Tendríamos que, entre tantas cosas, preguntarnos específicamente desde las experiencias de producción de pensamiento crítico, como desde las emergencias emancipadoras anticapitalistas que suceden hoy en el movimiento social popular de Nuestra América. ¿Cuáles son entonces las claves para la construcción teórica de la emancipación?
La pasión por la teoría es reconocer la producción de conocimientos desde una nueva mirada a la praxis revolucionaria, un desplazamiento epistémico-político hacia la construcción de saberes críticos y democratizadores. Hoy se está produciendo un diálogo no solo para enfrentar y buscar soluciones a problemas urgentes de la práctica emancipadora, sino para reorganizar los conocimientos con que se interpretan estos, producirlos mediante cambios en los modos, perspectivas de colaborar, y comportamientos en la organización de los saberes para la lucha emancipadora.
Si la polémica de los manuales asumida por el profesor Aurelio Alonso, en las páginas de la Revista teoría y práctica, no fue una discusión bizantina del Medioevo europeo, sí mostró la necesidad de encontrar las formas, modos y métodos de hacer valer la construcción colectiva de la hegemonía cultural de la revolución de los humildes y para los humildes. Hoy, ello no es simple anécdota o récord del pasado, como tampoco los inicios urgentes de la década del 70 y la vuelta a la gresca de los manuales, que esta vez fue una polémica con tintes mordaces, donde se dieron términos incriminatorios que culpabilizaban y anatemizaban, antes que dialogar o debatir en busca de un marco de comunes puntos de partida y compromisos políticos. Se dio entonces un desplazamiento al plano de la política real, y un vaciamiento de la teoría con contenido profético, inspirador, político, que el proceso revolucionario no ha cesado de producir. No serán traperos de la historia quienes revolcarán estos sucesos, sino el trabajo joven de investigación que justiprecie y comprenda.

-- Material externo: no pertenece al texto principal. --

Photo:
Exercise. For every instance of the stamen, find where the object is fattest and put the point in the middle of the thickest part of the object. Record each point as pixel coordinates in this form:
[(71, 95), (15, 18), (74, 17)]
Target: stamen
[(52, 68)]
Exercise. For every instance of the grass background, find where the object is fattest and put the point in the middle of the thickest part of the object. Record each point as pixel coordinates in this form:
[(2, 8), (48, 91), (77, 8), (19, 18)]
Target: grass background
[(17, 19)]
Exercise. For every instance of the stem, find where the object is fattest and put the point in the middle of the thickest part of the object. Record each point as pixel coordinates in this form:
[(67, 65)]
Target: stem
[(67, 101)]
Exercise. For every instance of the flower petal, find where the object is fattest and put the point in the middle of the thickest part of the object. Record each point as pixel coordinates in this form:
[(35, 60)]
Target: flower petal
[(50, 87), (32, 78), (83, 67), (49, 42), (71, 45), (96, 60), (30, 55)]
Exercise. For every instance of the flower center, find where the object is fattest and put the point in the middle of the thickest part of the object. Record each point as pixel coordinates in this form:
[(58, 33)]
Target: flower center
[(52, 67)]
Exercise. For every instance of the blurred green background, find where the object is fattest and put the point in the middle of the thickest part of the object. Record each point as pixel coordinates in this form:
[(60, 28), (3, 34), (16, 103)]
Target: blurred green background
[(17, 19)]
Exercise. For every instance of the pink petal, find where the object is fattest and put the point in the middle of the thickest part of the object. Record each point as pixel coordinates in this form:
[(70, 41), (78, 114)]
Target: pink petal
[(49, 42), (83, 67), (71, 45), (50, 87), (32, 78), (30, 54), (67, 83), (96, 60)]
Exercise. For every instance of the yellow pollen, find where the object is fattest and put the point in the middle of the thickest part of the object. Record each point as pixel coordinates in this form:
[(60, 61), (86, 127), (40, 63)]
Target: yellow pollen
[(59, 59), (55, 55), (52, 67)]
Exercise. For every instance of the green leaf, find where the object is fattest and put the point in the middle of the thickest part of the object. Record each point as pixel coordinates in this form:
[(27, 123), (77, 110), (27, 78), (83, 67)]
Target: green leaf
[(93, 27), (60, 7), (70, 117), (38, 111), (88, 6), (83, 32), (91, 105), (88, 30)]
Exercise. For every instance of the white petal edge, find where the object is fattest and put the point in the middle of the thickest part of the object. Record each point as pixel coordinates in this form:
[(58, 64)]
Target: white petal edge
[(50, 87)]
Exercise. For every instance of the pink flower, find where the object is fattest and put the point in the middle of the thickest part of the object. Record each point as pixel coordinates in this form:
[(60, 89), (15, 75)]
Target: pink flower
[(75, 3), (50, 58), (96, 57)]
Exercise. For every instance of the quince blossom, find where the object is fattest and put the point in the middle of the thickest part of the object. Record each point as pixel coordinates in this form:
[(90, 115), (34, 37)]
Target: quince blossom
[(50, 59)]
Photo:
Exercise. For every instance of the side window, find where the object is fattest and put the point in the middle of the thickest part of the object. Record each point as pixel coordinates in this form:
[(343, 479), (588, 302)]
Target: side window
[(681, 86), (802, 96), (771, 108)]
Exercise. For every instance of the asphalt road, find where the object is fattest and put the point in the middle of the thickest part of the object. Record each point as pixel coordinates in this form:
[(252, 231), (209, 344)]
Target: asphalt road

Hoy, no se ha renunciado aún a la pasión por la teoría, pues sería de un error estratégico sin par, y sí, para ello tenemos de inspiración a los jóvenes, “los filósofos” de K. Todos, o casi todos, han dado continuidad a esa empresa, han seguido en el magisterio, en el profesorado de formación política teórica y cultural, en la tarea de las revoluciones sociales por el socialismo, haciendo valer cada vez más un marxismo urgente y necesario, como instrumento teórico y paradigma de crítica al modo dogmático especulativo, positivista, autoritario y reformista de una tendencia académica, teórica y política divulgativa, latente en formas de relaciones de poder y saber en el campo cultural e intelectual.
La pasión por la teoría era la misión cultural, ética y política del grupo. Creo justo reconocer la labor de los profesores del Departamento de Filosofía, como la del rebelde haitiano, para quien el reino de este mundo es siempre una tarea por realizar, es buscar las soluciones, no en imágenes congeladas de ideas peregrinas, sino en las luchas, los sentidos, las emociones, las iconografías bellas de las revoluciones y las vidas puestas de los dignificados de la tierra.
Ponencia incluida en el panel “Coloquio Científico 50 Aniversario del Departamento de Filosofía de la Universidad de La Habana”. La Habana, 17 y 18 de septiembre de 2013.